Pergunta 8: Quais as medidas legislativas e/ou práticas nacionais para evitar que trabalhadoras grávidas ou lactantes executem funções em relação às quais a avaliação revelou um risco de exposição - em termos de saúde e segurança - aos agentes e condições de trabalho previstos nas secções A e B do Anexo II ?

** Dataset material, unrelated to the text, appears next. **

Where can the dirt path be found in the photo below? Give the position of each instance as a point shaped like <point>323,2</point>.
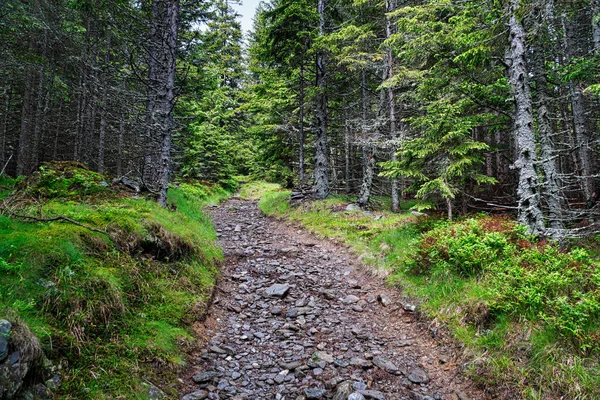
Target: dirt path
<point>296,318</point>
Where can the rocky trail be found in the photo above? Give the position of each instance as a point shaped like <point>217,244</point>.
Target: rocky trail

ARTIGO 7º: TRABALHO NOCTURNO

Nº1 do artigo 7º:

Pergunta 9a:Quais as medidas legislativas e/ou práticas nacionais para garantir que as trabalhadoras na acepção do artigo 2º não sejam obrigadas a executar trabalho nocturno durante a gravidez ?

Pergunta 9b: A não execução de trabalho nocturno depende da apresentação de um atestado médico no seu Estado-Membro e, se for o caso, quais os requisitos e procedimentos aplicáveis à apresentação desse atestado médico ?

Pergunta 10a: Qual a autoridade nacional competente para determinar a duração do período subsequente ao parto, durante o qual as trabalhadoras na acepção do artigo 2º não são obrigadas a prestar trabalho nocturno ?

Pergunta 10b: No seu Estado-Membro, durante quanto tempo após o parto as trabalhadoras na acepção do artigo 2º não são obrigadas a prestar trabalho nocturno?

Pergunta 10c: Se o período referido na pergunta 10a supra for estabelecido consoante os casos individuais, qual o procedimento aplicável ?

Nº 2 do artigo 7º:

Pergunta 11: Quais as medidas legislativas e/ou práticas nacionais para garantir que as trabalhadoras na acepção do artigo 2º, que não são obrigadas a executar trabalho nocturno durante a gravidez, possam ser transferidas para um trabalho diurno ?

Pergunta 12: Quais as medidas legislativas e/ou práticas nacionais para garantir que as trabalhadoras na acepção do artigo 2º ,que não são obrigadas a executar trabalho nocturno durante a gravidez, possam gozar de uma dispensa quando a transferência para um regime diurno não é viável ou não pode ser exigida dentro dos limites do razoável ?

Nº 1 E Nº4 DO ARTIGO 11º : MANUTENÇÃO DOS DIREITOS DECORRENTES DO CONTRATO DE TRABALHO EM RELAÇÃO COM OS PROCEDIMENTOS EXISTENTES NOS TERMOS DOS ARTIGOS 5º, 6º E 7º.

Nº1 do artigo 11º:

Pergunta 13a: Quais as medidas legislativas e/ou práticas nacionais para garantir que as trabalhadoras na acepção do artigo 2º , cujas condições de trabalho - em termos de local de trabalho, horário de trabalho, etc. - são adaptadas ao abrigo dos procedimentos previstos para dar execução aos artigos 5º - 7º, mantenham os direitos decorrentes do contrato de trabalho ?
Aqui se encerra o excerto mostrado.